On the evening we arrived in Rodeo, after finally clearing out our Alamogordo house, towing a flat trailer of household goods, it rained. My husband banged his fist against the dash, exclaiming he had never seen it rain in Rodeo, and why was it starting this the one time it really mattered? The next few days, it rained off and on, with the trailer covered by a tarp.

While there are frequently clouds of one kind or other in the sky, the skies really are not usually cloudy here. I attribute this to the wind. There is very little time the wind is not blowing, and at this time of year, it's usually blowing very hard. After all, there is a mountain range on either side of the valley from which to draw mountain or valley breeze effects, and to the north, there is a plain, for all the lovely winds possible from such a geographical feature (or lack of feature, as the view may be.)

Before we came here, my husband considered buying a wind generator. He looked at a map which purported to rate each area according to the average wind speed as to the suitability for wind generators and found this valley was rated as one of the worst areas for a wind generator due to the lack of wind. Whoever made that map had obviously never come here. Some people may argue that the winds will die down in other seasons, but the locals tell me that there are strong winds at least 50 percent of the time, adding that if a person really doesn't like wind, he/she had better not move to Rodeo.

My husband gave his father a home weather station for Christmas, which can be hooked up so the data feeds into a computer.
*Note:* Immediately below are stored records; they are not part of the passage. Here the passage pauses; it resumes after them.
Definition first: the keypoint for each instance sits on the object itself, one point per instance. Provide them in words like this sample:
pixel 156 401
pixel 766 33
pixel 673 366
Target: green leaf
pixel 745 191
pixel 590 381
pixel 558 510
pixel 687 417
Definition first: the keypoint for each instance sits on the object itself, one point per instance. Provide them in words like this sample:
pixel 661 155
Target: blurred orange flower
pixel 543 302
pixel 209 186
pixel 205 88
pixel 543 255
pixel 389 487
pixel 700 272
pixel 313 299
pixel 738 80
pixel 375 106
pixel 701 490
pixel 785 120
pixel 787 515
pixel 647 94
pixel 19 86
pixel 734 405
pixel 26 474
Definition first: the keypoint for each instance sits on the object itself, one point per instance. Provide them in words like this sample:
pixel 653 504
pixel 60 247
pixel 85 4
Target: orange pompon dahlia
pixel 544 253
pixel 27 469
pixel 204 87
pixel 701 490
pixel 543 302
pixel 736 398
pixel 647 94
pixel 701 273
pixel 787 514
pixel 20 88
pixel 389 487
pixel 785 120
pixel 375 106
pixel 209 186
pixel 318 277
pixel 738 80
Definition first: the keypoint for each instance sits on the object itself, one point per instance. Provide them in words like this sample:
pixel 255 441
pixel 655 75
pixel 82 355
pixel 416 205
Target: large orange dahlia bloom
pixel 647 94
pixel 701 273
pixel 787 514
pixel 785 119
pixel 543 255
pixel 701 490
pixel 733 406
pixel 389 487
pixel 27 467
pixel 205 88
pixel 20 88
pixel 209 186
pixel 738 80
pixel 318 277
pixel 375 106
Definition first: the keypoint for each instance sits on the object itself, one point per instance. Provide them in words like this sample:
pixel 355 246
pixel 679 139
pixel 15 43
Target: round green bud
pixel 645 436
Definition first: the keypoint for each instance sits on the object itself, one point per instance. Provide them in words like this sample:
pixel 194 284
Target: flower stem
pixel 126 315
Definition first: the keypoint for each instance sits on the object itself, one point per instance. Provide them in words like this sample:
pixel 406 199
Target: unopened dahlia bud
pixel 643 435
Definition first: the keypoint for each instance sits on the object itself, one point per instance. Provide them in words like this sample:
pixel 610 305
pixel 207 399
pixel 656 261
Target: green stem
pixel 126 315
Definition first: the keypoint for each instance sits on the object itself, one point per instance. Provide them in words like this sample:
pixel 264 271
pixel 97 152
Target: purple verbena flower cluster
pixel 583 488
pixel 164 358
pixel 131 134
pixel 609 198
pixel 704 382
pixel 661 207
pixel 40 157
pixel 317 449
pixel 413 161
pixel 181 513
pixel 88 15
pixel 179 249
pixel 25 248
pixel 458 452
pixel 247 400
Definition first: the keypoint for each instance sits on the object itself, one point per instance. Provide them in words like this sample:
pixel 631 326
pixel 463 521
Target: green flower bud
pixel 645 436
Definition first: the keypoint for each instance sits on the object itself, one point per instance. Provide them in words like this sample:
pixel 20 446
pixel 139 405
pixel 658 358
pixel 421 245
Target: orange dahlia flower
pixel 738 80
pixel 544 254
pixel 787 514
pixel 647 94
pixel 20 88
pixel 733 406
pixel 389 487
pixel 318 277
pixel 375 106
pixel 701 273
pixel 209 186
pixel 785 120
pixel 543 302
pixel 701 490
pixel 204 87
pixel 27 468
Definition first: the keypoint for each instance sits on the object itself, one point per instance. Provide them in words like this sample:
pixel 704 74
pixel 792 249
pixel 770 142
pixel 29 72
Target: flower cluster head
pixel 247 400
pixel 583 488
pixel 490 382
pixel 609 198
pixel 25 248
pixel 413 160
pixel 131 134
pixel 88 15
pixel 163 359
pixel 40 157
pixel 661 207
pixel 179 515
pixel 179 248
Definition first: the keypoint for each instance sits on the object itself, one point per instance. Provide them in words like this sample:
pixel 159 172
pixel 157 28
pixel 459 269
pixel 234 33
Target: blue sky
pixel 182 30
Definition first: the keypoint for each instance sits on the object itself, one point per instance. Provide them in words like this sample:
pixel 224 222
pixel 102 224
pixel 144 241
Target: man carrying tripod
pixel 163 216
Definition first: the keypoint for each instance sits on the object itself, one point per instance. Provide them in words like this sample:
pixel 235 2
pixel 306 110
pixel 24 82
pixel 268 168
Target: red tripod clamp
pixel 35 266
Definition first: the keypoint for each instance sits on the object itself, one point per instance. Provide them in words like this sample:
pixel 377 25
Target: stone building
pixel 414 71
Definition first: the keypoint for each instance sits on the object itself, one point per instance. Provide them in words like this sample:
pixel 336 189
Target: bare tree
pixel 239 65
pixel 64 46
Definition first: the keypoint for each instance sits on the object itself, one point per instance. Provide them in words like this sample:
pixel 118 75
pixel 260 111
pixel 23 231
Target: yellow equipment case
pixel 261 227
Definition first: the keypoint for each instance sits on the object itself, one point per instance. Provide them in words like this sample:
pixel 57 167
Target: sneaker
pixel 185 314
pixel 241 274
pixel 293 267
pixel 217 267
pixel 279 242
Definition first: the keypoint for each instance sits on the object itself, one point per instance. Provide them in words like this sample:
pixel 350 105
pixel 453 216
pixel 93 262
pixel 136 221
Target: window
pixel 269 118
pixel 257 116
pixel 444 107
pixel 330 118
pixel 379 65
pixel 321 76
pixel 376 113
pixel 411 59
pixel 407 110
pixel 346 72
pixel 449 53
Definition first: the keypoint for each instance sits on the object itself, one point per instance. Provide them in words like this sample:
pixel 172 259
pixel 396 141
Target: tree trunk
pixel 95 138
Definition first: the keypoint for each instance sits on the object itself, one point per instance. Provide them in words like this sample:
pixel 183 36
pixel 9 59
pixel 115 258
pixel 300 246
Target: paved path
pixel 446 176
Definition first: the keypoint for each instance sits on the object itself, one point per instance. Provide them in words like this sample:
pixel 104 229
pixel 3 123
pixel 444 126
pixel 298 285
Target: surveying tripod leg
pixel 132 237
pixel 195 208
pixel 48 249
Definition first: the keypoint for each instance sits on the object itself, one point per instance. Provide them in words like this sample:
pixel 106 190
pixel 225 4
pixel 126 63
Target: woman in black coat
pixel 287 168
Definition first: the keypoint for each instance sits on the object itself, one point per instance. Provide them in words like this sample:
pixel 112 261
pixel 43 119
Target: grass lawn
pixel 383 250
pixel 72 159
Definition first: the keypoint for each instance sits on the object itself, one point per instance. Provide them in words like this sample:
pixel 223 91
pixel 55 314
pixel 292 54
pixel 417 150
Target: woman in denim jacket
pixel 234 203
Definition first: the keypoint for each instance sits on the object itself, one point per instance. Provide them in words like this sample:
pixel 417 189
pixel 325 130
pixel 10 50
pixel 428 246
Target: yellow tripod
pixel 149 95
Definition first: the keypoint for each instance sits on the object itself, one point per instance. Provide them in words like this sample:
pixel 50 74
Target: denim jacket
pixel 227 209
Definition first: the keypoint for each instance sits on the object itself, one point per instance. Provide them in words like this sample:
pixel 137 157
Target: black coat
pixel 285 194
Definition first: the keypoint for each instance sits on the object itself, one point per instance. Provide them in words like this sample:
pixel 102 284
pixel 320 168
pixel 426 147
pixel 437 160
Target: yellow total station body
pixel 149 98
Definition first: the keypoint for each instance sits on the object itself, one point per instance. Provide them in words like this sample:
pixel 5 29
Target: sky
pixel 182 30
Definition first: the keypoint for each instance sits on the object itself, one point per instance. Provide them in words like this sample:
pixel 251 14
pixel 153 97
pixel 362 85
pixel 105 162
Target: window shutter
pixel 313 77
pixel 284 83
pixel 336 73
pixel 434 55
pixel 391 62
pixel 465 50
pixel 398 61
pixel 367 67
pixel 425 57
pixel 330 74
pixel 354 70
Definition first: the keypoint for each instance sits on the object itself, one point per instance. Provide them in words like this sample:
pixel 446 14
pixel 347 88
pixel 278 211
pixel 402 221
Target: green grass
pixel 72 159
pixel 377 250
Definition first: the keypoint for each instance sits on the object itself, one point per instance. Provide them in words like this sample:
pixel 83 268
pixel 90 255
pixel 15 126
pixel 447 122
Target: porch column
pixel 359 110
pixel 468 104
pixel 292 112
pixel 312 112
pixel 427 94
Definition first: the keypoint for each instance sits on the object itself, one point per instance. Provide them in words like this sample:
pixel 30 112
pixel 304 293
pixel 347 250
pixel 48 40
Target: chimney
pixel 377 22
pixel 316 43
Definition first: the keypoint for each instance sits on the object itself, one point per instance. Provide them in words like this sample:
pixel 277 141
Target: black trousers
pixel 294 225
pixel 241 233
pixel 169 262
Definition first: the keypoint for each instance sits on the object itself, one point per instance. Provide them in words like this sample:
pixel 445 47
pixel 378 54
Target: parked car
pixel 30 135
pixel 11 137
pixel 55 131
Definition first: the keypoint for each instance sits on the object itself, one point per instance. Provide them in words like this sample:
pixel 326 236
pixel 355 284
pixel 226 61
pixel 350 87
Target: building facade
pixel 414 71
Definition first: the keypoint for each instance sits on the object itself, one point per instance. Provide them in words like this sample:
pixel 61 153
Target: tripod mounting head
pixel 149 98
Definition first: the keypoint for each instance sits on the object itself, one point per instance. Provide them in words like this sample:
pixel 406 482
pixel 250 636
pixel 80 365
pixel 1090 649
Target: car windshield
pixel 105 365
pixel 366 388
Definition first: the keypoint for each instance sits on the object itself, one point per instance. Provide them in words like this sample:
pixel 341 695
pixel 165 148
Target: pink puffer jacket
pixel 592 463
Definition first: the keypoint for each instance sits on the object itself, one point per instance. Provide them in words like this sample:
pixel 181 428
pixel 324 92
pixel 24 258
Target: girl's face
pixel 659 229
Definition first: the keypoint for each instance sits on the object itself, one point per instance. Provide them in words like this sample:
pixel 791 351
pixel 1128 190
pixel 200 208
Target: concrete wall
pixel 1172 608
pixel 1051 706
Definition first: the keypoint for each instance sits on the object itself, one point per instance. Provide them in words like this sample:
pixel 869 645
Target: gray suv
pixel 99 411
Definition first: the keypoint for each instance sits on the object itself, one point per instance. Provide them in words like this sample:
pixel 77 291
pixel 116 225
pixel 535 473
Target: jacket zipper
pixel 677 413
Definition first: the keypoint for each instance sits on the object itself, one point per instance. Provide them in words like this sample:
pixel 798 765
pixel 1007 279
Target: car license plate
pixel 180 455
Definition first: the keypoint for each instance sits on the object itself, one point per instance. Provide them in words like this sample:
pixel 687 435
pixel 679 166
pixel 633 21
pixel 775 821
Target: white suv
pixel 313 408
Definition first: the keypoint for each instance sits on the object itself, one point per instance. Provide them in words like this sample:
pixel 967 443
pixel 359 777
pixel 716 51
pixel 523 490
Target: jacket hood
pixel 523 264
His father is considering hooking everything up, then making the information available to meteorological services on the Internet or wherever the information might be beneficial. Perhaps then we'll end up with accurate forecasts, and maybe the wind generator companies will start to take a second look at this area.

3/5/00 Update: If there was ever a day to attest to the strong winds here, it was today! I wasn't sure my camper was going to remain upright, and I certainly didn't let my children go outside. Each time I went in or out of the camper, I had to battle the door to keep it from either slamming open or slamming on me. Of course, it should be expected, people tell me. Spring is the really windy season of the year.